Jyoti Singh, a homemaker from Nagpur talks about her "unfulfilled desire to have two kids." She's currently settled down with a husband who works in real estate and an eight-year-old daughter. "I wanted to have two kids but then we simply delayed it thinking well do it later and that later never came. Also given that we began planning pregnancy late, some complications made a second pregnancy difficult," adds Singh. 

The report, which includes a UNFPA-YouGov survey conducted across 14 countries, including India, challenges global narratives surrounding the ‘population explosion’ versus ‘population collapse’. Replacement-level fertility, commonly defined as 2.1 births per woman, is the rate at which a population size remains from one generation to the next.

But very importantly, the report stated that financial limitations were one of the biggest barriers to reproductive freedom. Nearly 4 in 10 people say financial limitations are stopping them from having the families they want. This also included other factors such as job insecurity (21%), housing constraints (22%), and the lack of reliable childcare (18%). 

"It is a fact that the cost of raising children has skyrocketed—tuition fees, extracurriculars, health care, and childcare don’t come cheap. Add to that urban space constraints, lack of extended family support, and the mental load of parenting, and the decision to stick to one child becomes a practical one. We know so many who simply don't want to enter this race," adds Dr Kumta. 
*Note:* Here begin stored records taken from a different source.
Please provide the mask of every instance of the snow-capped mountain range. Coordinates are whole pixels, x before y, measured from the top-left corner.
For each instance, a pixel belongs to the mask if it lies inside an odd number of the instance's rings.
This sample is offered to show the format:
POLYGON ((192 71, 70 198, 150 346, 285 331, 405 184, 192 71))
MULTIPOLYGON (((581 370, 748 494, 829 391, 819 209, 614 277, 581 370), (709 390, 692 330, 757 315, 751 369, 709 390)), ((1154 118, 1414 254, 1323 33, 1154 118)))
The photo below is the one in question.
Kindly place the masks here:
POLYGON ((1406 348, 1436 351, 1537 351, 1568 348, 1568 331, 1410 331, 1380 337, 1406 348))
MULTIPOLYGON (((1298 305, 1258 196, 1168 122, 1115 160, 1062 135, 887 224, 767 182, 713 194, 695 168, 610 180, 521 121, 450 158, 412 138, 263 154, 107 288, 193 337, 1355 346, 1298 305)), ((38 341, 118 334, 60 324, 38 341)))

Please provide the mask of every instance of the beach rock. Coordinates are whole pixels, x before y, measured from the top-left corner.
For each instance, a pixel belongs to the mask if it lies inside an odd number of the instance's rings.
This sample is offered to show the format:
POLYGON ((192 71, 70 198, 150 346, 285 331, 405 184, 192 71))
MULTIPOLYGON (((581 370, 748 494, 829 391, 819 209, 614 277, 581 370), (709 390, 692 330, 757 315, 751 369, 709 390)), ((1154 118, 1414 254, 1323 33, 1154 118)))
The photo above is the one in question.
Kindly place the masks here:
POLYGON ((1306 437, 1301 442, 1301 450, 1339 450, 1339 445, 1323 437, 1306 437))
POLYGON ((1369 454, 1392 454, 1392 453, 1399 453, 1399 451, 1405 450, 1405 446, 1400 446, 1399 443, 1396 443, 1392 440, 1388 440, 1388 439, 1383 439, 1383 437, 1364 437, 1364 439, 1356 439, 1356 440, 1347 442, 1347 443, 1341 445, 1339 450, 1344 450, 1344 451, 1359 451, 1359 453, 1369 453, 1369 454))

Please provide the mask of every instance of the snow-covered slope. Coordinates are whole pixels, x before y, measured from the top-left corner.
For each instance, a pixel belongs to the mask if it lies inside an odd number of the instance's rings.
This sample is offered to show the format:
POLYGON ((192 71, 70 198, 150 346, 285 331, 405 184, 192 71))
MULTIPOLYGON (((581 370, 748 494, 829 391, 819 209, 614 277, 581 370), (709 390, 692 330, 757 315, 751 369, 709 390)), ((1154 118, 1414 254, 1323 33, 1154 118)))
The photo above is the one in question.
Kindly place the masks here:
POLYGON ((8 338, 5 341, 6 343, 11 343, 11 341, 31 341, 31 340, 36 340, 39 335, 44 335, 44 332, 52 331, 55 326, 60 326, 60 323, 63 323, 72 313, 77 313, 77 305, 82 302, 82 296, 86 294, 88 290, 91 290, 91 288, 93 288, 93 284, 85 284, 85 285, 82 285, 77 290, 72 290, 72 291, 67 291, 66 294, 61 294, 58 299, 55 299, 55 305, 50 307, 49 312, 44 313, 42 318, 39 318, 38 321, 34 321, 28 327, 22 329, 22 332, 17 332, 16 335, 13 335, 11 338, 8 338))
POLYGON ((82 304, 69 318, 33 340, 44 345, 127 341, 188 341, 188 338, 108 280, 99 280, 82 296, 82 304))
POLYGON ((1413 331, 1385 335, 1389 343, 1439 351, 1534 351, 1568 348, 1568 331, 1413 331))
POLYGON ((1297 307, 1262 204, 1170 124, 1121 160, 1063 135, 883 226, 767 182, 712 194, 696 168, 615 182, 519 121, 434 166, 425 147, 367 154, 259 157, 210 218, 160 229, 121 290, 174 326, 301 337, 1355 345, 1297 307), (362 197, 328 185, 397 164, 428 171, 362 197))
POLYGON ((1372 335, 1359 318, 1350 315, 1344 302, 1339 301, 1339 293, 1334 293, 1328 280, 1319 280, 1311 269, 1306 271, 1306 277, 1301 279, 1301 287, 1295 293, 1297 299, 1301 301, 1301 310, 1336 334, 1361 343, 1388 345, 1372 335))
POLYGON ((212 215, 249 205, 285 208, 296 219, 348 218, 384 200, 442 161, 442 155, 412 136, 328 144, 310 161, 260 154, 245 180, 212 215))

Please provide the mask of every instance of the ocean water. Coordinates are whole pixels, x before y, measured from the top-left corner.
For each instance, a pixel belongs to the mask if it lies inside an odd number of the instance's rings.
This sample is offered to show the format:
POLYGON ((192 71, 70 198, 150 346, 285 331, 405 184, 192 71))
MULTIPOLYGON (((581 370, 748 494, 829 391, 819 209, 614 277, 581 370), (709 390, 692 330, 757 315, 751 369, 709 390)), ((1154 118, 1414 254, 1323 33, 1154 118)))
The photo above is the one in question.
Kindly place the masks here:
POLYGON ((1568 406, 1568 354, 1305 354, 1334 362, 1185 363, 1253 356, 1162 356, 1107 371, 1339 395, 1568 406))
With fertility declining after 35, many couples who plan pregnancy in their later years, feel a single child is a good balance between family life and personal goals.

“In our parents’ generation, having three or four children was the norm. Now, the idea of a big family is not even on the table,” says Charu Khunwa, 31, an IT professional based in Bengaluru. “We’re both only children ourselves, and we turned out fine.”

Some are also blaming climate change and 'the despondency in today's times' for decisions to put parenthood on the back burner.

Countries like Japan, South Korea, and Italy are already grappling with the fallout of very low fertility rates—shrinking workforces, declining economic productivity, and 'ghost towns' in rural areas. India still has a young population, but the window for capitalising on its demographic dividend is narrowing.